|
Visioni della natura (Corpo 10, 1990)
La stanza di Arles
Da una lettera mai arrivata di Vincent Van Gogh a Théo (1888).
Il quadro che ti spedii sette giorni fa rappresenta la mia camera da letto ad Arles. Guardala bene, Théo. I colori della tela e i colori degli oggetti che mi circondano ora, mentre ti scrivo, sono quelli che vedo. Per quanto tempo sarà così?
Ricordi quando, dal terrazzo della nostra casa, guardavamo i sentieri pietrosi e i campi di tulipani? Un giorno mi indicasti un vecchio contadino: curvo sotto un mazzo di fascine gialle, avanzava con passo lento nel sole accecante di quel mezzogiorno di luglio. Tu soffrivi per la sua fatica. Io la vissi, al punto che il corpo del vecchio mutò: lo vidi sollevare la testa e rizzare la schiena, le fascine gli caddero dalle spalle, lui corse libero nei campi. Quella scena era altrettanto vera di quella che colsero i tuoi occhi. Fra compatire un dolore e condividere un desiderio non sentivo differenze. Forse vivevo più l’immagine del suo sogno che la forma del suo corpo. Avevo visto soltanto ciò che la mia fantasia aveva voluto vedere? Onestamente credo di no. Se in quel momento il contadino si fosse visto morto, lo avrei visto morto, e il mio sguardo si sarebbe congiunto alle braccia immobili, al volto terreo, alla fissità degli occhi.

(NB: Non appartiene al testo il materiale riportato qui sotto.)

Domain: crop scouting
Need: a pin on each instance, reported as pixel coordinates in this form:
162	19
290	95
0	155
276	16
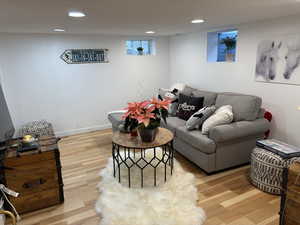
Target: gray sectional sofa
226	145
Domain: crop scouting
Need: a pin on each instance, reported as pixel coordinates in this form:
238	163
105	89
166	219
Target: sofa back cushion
245	107
209	97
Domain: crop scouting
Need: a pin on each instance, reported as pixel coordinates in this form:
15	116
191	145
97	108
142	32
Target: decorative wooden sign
79	56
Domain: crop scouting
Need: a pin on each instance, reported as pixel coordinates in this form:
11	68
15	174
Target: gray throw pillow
199	117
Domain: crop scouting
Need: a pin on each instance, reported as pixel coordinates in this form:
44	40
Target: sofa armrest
239	130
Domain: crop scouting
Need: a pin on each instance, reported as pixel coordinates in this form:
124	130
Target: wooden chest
291	204
36	175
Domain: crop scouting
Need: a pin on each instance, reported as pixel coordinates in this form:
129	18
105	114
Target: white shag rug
170	203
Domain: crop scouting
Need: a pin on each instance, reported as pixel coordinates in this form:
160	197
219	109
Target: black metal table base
136	157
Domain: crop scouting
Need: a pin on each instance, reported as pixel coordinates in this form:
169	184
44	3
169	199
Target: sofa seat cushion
209	97
196	139
173	123
245	107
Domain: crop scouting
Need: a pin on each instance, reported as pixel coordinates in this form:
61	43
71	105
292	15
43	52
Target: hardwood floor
227	197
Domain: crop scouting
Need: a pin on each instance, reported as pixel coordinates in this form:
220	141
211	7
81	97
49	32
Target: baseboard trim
82	130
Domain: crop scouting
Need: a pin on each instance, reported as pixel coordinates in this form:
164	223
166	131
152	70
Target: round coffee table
131	151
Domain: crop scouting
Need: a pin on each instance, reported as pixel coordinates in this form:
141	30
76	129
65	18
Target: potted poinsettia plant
145	117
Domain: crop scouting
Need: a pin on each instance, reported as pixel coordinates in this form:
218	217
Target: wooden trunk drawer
34	201
31	178
29	159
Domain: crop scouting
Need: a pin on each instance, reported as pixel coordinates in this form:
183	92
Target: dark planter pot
147	135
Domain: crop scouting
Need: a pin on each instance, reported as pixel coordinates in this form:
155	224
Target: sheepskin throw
170	203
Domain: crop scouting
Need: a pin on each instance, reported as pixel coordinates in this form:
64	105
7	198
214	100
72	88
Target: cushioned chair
37	128
225	146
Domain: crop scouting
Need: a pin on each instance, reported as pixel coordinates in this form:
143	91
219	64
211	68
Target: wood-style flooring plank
227	197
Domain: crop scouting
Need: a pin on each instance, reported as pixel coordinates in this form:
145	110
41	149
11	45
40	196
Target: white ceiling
134	17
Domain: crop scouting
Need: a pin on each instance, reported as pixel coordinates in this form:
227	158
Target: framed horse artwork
278	60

Io penetro il visibile fino al unto in cui la superficie mi mostra, in trasparenza, le parti buie. Il corpo stremato e il corpo che corre vivono insieme. Non concepisco pensieri astratti: solo forme sotterranee, tese a diventare immagini.
Ti ricordi quel bimbo vestito a festa, nella polvere bianca della strada, un mattino di giugno? Ebbene – divenne corrente, onda del fiume. Forse sognava di tuffarsi e nuotare, forse era infelice e voleva uccidersi: non lo avrei mai saputo. Ma sapevo che la sua mente era l’onda bianca che si infrangeva sulle rive sassose, non il copro rigido che si avviava verso qualche cerimonia.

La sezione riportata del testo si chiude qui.